Quatrième de couverture :
« La première chose que je peux vous dire c'est qu'on habitait au sixième à pied et que pour Madame Rosa, avec tous ces kilos qu'elle portait sur elle et seulement deux jambes, c'était une vraie source de vie quotidienne, avec tous les soucis et les peines. Elle nous le rappelait chaque fois qu'elle se plaignait pas d'autre part, car elle était également juive. Sa santé n'était pas bonne non plus et je peux vous dire aussi dès le début que c'était une femme qui aurait mérité un ascenseur. »
C’est une belle histoire d’amour d’un petit garçon, surnommé Momo, pour Madame Rosa, une ancienne prostituée devenue, par la force des choses, sa mère adoptive. Avec son franc-parler, le visage peinturluré, cette vieille femme juive au grand coeur est une survivante des camps d’Auschwitz. Elle habite au sixième étage d’un immeuble sans ascenseur, mais avec son âge avancé elle ne peut plus gravir ces nombreuses marches et préfère rester cloîtrer chez elle dans son « trou juif » que d’aller finir ses jours à l’hôpital, ainsi, elle peut bénéficier du droit sacré « des peuples à disposer d’eux-mêmes » qui n’est pas respecté par L’Ordre des médecins.
« Maintenant le docteur Katz essayait de convaincre Madame Rosa pour qu'elle aille à l'hôpital.
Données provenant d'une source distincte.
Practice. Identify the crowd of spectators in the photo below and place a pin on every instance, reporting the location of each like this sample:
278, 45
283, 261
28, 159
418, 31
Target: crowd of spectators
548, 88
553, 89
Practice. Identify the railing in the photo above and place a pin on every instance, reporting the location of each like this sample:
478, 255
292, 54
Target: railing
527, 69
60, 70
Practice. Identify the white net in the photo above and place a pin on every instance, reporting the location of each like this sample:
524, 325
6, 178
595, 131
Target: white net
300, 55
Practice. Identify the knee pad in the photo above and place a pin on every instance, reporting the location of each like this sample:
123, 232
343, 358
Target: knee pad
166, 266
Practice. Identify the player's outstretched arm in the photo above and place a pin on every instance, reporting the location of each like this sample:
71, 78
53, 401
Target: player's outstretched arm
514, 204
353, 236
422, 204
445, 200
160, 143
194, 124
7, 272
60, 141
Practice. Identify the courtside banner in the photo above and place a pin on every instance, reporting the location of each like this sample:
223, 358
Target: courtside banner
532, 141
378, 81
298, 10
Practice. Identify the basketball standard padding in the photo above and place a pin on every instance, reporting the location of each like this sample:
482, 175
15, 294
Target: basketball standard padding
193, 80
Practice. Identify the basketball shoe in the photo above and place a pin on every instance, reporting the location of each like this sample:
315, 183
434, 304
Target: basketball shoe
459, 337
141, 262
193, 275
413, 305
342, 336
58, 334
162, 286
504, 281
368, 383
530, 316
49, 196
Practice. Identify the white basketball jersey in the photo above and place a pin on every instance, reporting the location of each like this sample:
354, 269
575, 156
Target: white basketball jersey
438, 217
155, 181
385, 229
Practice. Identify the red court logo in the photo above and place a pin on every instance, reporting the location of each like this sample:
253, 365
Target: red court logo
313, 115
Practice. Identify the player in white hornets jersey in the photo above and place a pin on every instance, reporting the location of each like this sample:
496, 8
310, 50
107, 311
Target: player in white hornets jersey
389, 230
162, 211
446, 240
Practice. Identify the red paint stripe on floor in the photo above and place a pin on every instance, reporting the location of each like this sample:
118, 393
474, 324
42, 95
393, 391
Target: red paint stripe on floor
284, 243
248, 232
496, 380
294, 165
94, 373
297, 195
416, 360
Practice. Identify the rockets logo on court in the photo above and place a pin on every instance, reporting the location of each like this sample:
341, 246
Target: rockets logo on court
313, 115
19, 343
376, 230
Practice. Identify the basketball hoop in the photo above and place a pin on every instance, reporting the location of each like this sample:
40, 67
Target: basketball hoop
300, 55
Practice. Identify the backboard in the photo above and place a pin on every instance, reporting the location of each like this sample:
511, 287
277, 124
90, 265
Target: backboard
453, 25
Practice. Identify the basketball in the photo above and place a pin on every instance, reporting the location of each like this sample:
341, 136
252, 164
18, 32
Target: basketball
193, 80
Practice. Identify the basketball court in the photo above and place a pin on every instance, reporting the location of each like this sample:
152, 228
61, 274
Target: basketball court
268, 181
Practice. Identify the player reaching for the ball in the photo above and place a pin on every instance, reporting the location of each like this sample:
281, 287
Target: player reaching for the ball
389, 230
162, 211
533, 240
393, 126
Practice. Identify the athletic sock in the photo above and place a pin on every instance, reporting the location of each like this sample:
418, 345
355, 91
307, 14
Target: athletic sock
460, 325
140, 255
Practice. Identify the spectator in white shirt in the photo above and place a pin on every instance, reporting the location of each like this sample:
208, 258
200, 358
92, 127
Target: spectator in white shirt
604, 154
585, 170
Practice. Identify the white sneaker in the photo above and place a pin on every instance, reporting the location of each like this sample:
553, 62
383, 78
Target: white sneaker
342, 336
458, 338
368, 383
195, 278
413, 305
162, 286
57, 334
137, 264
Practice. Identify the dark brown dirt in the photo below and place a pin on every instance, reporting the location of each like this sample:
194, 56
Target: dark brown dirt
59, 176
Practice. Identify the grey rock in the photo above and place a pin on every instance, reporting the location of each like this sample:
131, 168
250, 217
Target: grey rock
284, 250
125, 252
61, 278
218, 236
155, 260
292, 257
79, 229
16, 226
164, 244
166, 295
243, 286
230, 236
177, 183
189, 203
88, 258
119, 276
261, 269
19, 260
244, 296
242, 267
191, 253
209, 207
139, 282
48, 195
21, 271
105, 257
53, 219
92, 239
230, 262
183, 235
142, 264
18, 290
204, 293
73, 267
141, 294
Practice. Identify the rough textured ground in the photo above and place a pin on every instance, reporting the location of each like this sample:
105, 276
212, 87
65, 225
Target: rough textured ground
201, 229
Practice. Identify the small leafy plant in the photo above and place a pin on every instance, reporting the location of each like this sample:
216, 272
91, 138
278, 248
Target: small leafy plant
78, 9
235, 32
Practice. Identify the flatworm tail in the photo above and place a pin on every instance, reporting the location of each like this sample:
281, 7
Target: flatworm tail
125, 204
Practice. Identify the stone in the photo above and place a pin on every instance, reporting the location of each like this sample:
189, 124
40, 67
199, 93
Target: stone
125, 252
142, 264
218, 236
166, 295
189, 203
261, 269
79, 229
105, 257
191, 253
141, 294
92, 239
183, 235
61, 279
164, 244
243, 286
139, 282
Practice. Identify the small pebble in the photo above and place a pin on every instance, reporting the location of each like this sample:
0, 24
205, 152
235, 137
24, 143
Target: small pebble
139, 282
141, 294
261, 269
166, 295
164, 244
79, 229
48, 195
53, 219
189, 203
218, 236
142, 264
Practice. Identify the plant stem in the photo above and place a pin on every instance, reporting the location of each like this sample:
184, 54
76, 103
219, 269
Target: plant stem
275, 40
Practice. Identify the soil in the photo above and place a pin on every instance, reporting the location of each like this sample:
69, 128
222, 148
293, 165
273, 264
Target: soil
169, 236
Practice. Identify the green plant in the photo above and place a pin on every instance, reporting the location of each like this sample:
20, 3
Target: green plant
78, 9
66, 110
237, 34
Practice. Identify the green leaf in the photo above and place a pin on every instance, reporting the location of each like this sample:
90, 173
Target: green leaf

Moi, j'avais froid aux fesses en écoutant le docteur Katz. Tout le monde savait dans le quartier qu'il n'était pas possible de se faire avorter à l'hôpital même quand on était à la torture et qu'ils étaient capables de vous faire vivre de force, tant que vous étiez encore de la barbaque et qu'on pouvait planter une aiguille dedans. La médecine doit avoir le dernier mot et lutter jusqu'au bout pour empêcher que la volonté de Dieu soit faite. Madame Rosa est la seule chose au monde que j'aie aimée ici et je ne vais pas la laisser devenir champion du monde des légumes pour faire plaisir à la médecine. »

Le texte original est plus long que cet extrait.